Il capitolo 6, infine, offre innanzitutto una stima del potenziale di mercato in Italia delle Energy Community, in particolare individuando e quantificando quattro scenari “attesi” di diffusione al 2030 e le relative ricadute sia sul sistema energetico che sul sistema Paese. In secondo luogo, in questo capitolo si analizzano le principali criticità che caratterizzano l’approccio dell’Energy Community, con particolare enfasi sul reperimento delle risorse finanziarie necessarie per realizzare gli investimenti, presentando il punto di vista degli altri stakeholder potenzialmente coinvolti, quali i fornitori di servizi energetici e gli istituti di credito.

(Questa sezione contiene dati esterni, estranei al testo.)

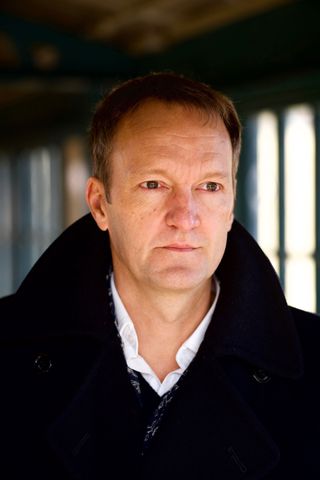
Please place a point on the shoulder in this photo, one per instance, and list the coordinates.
(308, 328)
(307, 324)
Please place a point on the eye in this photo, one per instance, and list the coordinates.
(151, 185)
(210, 186)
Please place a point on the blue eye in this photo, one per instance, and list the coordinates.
(211, 186)
(151, 184)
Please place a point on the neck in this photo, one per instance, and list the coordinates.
(164, 320)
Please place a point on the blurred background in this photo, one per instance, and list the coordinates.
(57, 59)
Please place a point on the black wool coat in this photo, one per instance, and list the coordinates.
(248, 407)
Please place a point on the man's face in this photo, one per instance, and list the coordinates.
(171, 198)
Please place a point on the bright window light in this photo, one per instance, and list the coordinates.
(268, 186)
(300, 207)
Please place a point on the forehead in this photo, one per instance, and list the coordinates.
(155, 119)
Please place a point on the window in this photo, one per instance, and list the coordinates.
(286, 199)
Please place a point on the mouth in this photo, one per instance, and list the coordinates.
(182, 248)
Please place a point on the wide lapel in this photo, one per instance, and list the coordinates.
(210, 432)
(101, 422)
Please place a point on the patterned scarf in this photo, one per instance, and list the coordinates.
(159, 412)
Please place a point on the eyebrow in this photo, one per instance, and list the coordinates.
(162, 172)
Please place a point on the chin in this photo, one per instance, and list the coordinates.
(180, 279)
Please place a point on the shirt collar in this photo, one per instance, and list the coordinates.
(129, 337)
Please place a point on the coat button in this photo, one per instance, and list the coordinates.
(43, 363)
(261, 376)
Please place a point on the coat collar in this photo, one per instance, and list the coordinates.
(252, 319)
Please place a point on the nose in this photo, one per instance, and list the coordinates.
(182, 211)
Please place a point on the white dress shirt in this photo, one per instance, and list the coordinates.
(130, 344)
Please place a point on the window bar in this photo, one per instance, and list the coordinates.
(317, 209)
(282, 252)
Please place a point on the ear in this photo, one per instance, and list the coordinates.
(96, 200)
(230, 221)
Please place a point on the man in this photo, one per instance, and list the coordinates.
(152, 340)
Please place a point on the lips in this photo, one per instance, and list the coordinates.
(180, 248)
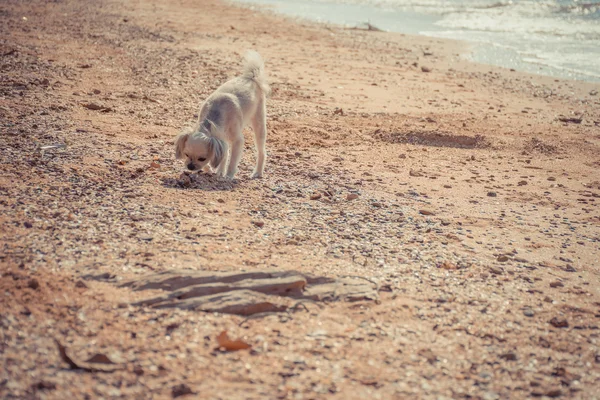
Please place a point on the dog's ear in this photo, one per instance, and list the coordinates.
(215, 147)
(180, 144)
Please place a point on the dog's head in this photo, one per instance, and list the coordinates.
(198, 150)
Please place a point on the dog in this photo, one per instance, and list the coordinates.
(217, 141)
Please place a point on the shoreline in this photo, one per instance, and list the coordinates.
(465, 196)
(493, 54)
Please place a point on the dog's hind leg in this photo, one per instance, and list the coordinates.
(259, 126)
(237, 147)
(225, 162)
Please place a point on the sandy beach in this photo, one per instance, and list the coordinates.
(447, 209)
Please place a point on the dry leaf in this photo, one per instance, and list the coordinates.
(231, 345)
(100, 359)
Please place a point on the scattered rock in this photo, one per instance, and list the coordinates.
(572, 120)
(510, 356)
(558, 322)
(528, 312)
(96, 107)
(228, 344)
(99, 358)
(44, 385)
(180, 390)
(33, 284)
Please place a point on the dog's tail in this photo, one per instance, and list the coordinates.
(254, 70)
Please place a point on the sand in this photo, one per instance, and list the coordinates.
(467, 195)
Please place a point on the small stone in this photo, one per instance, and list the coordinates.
(44, 385)
(33, 284)
(559, 322)
(496, 271)
(81, 284)
(180, 390)
(509, 356)
(491, 396)
(554, 393)
(528, 312)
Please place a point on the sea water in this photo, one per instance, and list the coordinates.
(553, 37)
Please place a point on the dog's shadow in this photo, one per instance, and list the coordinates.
(203, 181)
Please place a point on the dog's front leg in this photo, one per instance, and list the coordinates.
(236, 154)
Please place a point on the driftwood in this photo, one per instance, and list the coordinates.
(248, 293)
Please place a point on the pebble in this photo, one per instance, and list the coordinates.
(33, 284)
(559, 322)
(528, 312)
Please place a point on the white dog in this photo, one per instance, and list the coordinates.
(237, 103)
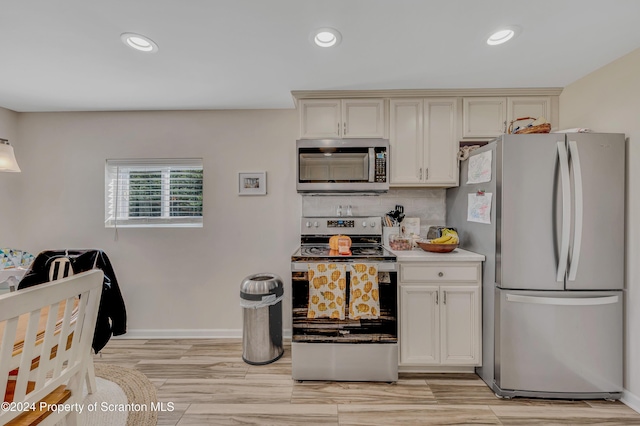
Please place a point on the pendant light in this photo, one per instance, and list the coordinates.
(8, 161)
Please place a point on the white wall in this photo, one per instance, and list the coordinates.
(10, 183)
(186, 280)
(608, 100)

Nel seguito si passeranno in rassegna i diversi temi trattati e le principali evidenze emerse, rimandando ai rispettivi capitoli per i necessari dettagli.

Una definizione di Energy Community

Il concetto di Energy Community fa riferimento adun insieme di utenze energetiche che decidono di effettuare scelte comuni dal punto di vista del soddisfacimento del proprio fabbisogno energetico, al fine di massimizzare i benefici derivanti da quest’approccio collegiale, grazie all’implementazione di soluzioni tecnologiche per la generazione distribuita di energia e la gestione intelligente dei flussi energetici. Nell’ambito dell’evoluzione del sistema elettrico verso la Smart Grid, le Energy Community – seppur in generale non limitate al vettore elettrico – rappresentano uno degli elementi costitutivi, essendo tipicamente connesse alla rete elettrica pubblica, seppur vi sono dei casi di applicazioni cosiddette off-grid, in contesti ove la rete elettrica non è presente in maniera capillare.

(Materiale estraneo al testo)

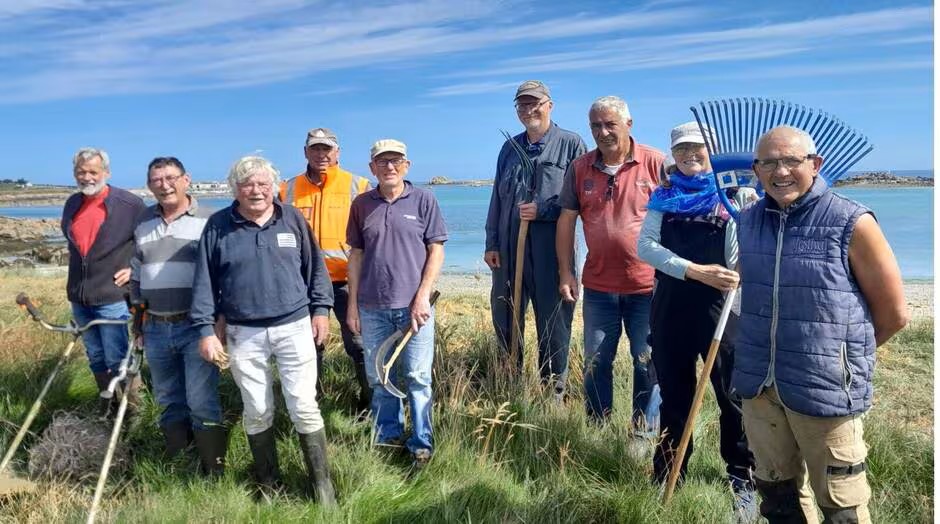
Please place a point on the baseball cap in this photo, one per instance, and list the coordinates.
(321, 135)
(387, 145)
(532, 88)
(689, 132)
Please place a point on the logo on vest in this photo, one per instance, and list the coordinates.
(813, 247)
(286, 240)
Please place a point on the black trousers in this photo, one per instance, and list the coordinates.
(681, 341)
(352, 343)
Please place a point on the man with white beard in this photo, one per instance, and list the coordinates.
(98, 223)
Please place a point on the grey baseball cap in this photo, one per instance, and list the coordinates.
(322, 135)
(533, 88)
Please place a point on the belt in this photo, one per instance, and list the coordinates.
(170, 319)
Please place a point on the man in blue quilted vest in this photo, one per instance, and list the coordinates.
(821, 289)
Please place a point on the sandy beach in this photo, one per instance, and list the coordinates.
(919, 293)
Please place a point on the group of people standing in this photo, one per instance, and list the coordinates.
(255, 281)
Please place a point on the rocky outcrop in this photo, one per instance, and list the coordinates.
(26, 229)
(25, 241)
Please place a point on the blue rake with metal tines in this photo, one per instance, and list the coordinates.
(737, 124)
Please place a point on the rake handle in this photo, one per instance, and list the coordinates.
(22, 300)
(387, 367)
(679, 457)
(517, 311)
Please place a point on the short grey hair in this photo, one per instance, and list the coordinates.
(248, 166)
(805, 139)
(614, 103)
(87, 153)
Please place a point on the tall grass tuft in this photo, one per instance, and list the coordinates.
(505, 452)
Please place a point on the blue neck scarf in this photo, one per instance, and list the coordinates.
(690, 196)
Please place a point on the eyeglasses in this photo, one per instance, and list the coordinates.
(687, 147)
(385, 162)
(264, 187)
(525, 107)
(168, 180)
(769, 165)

Le categorie di utenze energetiche potenzialmente interessate acostituirsi parte di un’Energy Community sono molteplici. In particolare, si possono individuare: (i) utenze in ambito residenziale, quali ad esempio i condomini ed i complessi residenziali; (ii) utenze in ambito industriale, quali ad esempio i distretti industriali; (iii) utenze in ambito terziario, quali ad esempio i centri commerciali/logistici ed i complessi ospedalieri. In particolare, le aggregazioni di utenze che si costituiscono in un’Energy Community possono essere sia omogenee, nel caso in cui facciano parte della medesima categoria, o miste, se invece appartengono a categorie differenti.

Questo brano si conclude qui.